株式会社グレープストーンでは、2000年 7月より「サイボウズ Office」を、2001年 6月より「サイボウズ デヂエ」を導入し、社内での情報共有化を進めている。今回は、同社の中で最も「デヂエ」を活用している「原宿 陶画舎」の運用に注目した。

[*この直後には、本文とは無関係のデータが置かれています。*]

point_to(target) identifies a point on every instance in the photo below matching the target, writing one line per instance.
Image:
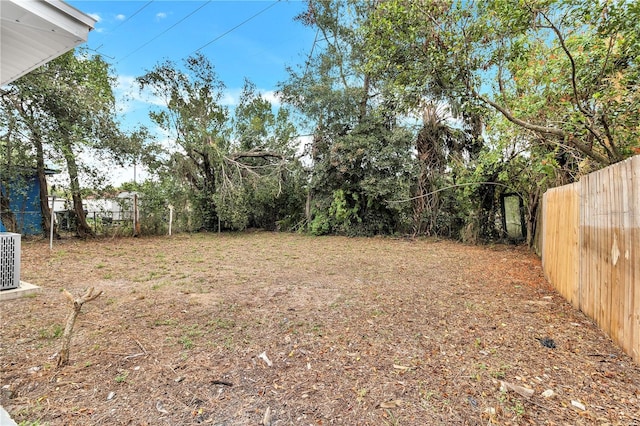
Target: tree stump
(88, 296)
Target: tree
(226, 164)
(564, 70)
(65, 107)
(361, 156)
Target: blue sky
(134, 36)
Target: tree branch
(544, 130)
(256, 154)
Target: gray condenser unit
(9, 260)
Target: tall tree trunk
(6, 215)
(44, 190)
(83, 229)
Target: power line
(236, 27)
(132, 15)
(164, 32)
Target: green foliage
(561, 69)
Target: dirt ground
(281, 329)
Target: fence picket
(591, 248)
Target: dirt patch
(282, 329)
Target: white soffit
(33, 32)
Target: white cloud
(273, 97)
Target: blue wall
(25, 204)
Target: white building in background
(118, 208)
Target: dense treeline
(421, 116)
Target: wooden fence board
(591, 248)
(635, 258)
(560, 244)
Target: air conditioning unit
(9, 260)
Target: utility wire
(236, 27)
(132, 15)
(164, 32)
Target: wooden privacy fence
(591, 248)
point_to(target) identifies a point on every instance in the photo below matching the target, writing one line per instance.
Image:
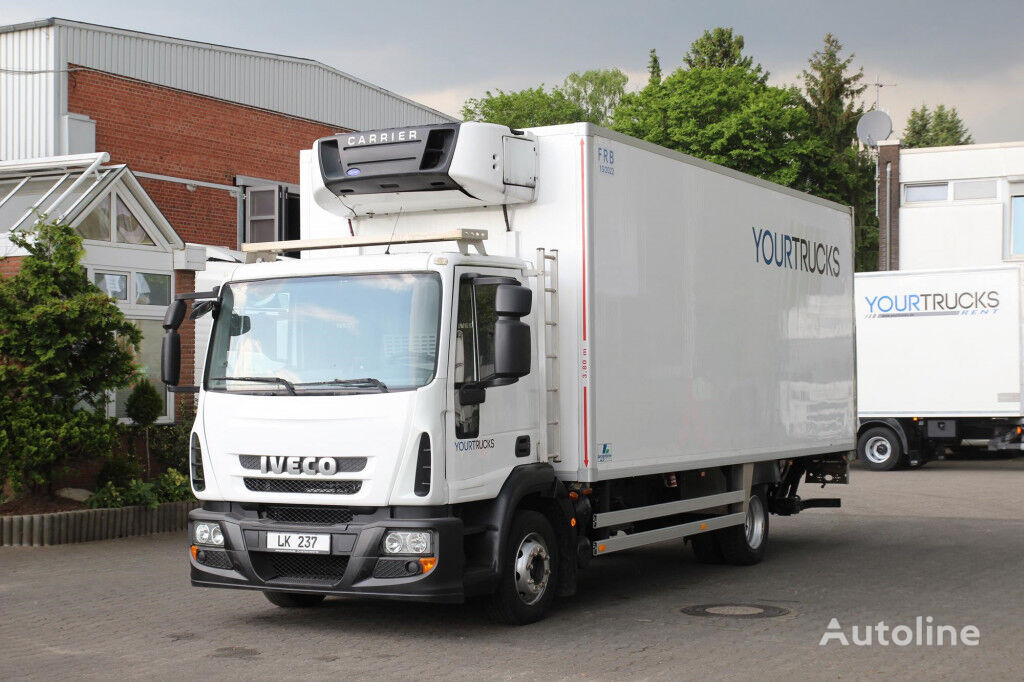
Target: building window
(936, 192)
(114, 219)
(1017, 224)
(975, 189)
(153, 289)
(114, 285)
(271, 213)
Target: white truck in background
(939, 360)
(504, 353)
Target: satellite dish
(873, 127)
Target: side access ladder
(547, 289)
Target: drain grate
(734, 610)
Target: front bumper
(351, 568)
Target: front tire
(529, 572)
(294, 599)
(880, 449)
(744, 545)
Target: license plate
(298, 542)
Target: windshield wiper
(368, 381)
(263, 380)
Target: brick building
(205, 140)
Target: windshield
(337, 334)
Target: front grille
(342, 464)
(214, 558)
(299, 485)
(283, 566)
(309, 515)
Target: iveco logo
(298, 465)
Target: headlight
(209, 534)
(407, 542)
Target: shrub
(170, 442)
(64, 345)
(105, 497)
(141, 494)
(119, 470)
(144, 405)
(172, 485)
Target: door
(485, 441)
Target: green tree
(653, 69)
(590, 96)
(832, 92)
(596, 92)
(523, 109)
(64, 344)
(941, 127)
(731, 117)
(143, 408)
(720, 48)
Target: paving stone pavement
(946, 541)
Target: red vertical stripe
(583, 230)
(583, 237)
(586, 444)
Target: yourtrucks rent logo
(933, 303)
(795, 253)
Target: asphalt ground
(945, 542)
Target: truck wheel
(744, 545)
(294, 599)
(530, 571)
(880, 449)
(707, 549)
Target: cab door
(485, 441)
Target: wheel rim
(532, 568)
(878, 450)
(755, 522)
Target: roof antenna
(387, 251)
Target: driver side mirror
(472, 394)
(512, 345)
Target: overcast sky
(964, 53)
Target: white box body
(679, 347)
(958, 357)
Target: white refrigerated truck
(503, 353)
(938, 361)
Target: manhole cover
(735, 610)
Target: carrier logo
(938, 303)
(467, 445)
(795, 253)
(382, 137)
(298, 465)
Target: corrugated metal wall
(33, 104)
(28, 101)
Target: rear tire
(529, 573)
(744, 545)
(294, 599)
(880, 449)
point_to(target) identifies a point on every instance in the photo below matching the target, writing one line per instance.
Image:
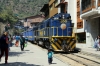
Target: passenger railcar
(56, 33)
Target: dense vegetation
(12, 9)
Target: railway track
(83, 60)
(77, 59)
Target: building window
(86, 4)
(63, 8)
(79, 25)
(51, 6)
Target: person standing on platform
(17, 41)
(50, 56)
(97, 43)
(4, 46)
(22, 42)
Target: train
(56, 33)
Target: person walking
(17, 41)
(50, 56)
(4, 46)
(97, 43)
(22, 42)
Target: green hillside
(22, 8)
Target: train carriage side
(61, 33)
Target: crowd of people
(6, 42)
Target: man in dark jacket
(4, 46)
(22, 42)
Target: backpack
(22, 40)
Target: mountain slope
(23, 8)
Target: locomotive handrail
(53, 31)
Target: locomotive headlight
(57, 18)
(63, 26)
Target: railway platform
(90, 51)
(32, 55)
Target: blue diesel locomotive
(56, 33)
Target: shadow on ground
(18, 64)
(18, 53)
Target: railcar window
(81, 37)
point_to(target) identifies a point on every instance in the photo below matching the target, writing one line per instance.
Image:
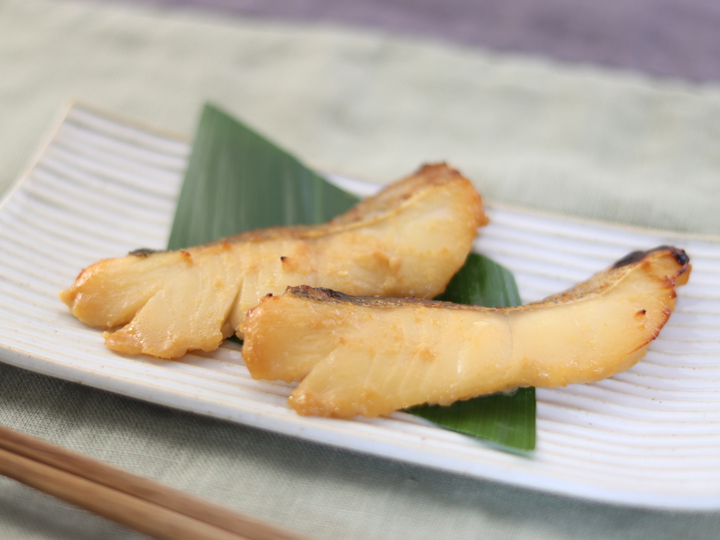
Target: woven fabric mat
(581, 141)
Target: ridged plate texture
(647, 437)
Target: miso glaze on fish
(372, 356)
(408, 240)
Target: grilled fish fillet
(406, 241)
(371, 356)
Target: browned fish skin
(371, 356)
(406, 241)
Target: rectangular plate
(103, 186)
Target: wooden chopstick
(133, 501)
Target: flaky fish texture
(408, 240)
(371, 356)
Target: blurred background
(602, 110)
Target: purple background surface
(664, 38)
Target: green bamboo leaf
(237, 180)
(506, 419)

※HACCP(ハサップ)危害分析・重要管理点・・・米国NASAがアポロ計画において宇宙食の安全性を限りなく100%に近づけるために考え出した食品衛生管理の手法。
導入背景と決め手
東京ばな奈で有名な株式会社グレープストーンでは、80% がお菓子事業部、15% が食器事業部、5% が飲食事業部という比率になっている。食器事業部の中には、和食器の田窯(美濃焼、有田焼、信楽焼などのお皿や器を市価の 2割引きで販売)、原宿 陶画舎(食器に絵を描く教室の運営、教材の販売、通信販売を行う)、洋食器のキャニオンがある。これらの各店舗はそれぞれが個性を持った専門店であるが、商品管理の統括や流通の仕組みは、食器事業部商品管理部門が行っており、営業部長 荒川 泰彦氏が統括している。
「うちの店舗は、それぞれが専門店。田窯は、デパートなどに置いていないようなおもしろい、味のある器を揃えてます。50円の小鉢から 120万円の壺まで、浅草の一店舗のなかにぎっしり詰まってる。これらの商品は、私たちが窯元をまわり直接買い付け、一般の流通にのらないような面白くて日常生活に使えるような商品を手に入れています。直接買い付けることで、コストを安くし、他店との差別化を図ってます。こうした器たちはまず定番というものがなく、仕入れた 18コ分だけしかない、ということがほとんど。そのため、いつ店に来ていただいても新しい品物があるのでお客さまに楽しんでもらえます。おかげさまでファンの方も多く、月 2500万円ほどの売り上げがあります。」(荒川氏)
一方キャニオンは、ウエッジウッドやマイセンなどの輸入食器、カフェスタイルの白い食器など全品市価の 20〜40% 以下で販売している。また原宿陶画舎は、陶絵付け(白い器に絵を描く)教室を運営している。陶絵付けとは、もともとはヨーロッパの上流階級の婦人の趣味として始まったもので、日本では海外駐在の外交官や商社マンの婦人たちが帰国後、サロンとして普及したことから始まっている。陶画舎では、陶絵付けを大衆向けに紹介し、単なるかざるだけの器ではなく、実生活で使えるものを作ることに重きをおいている。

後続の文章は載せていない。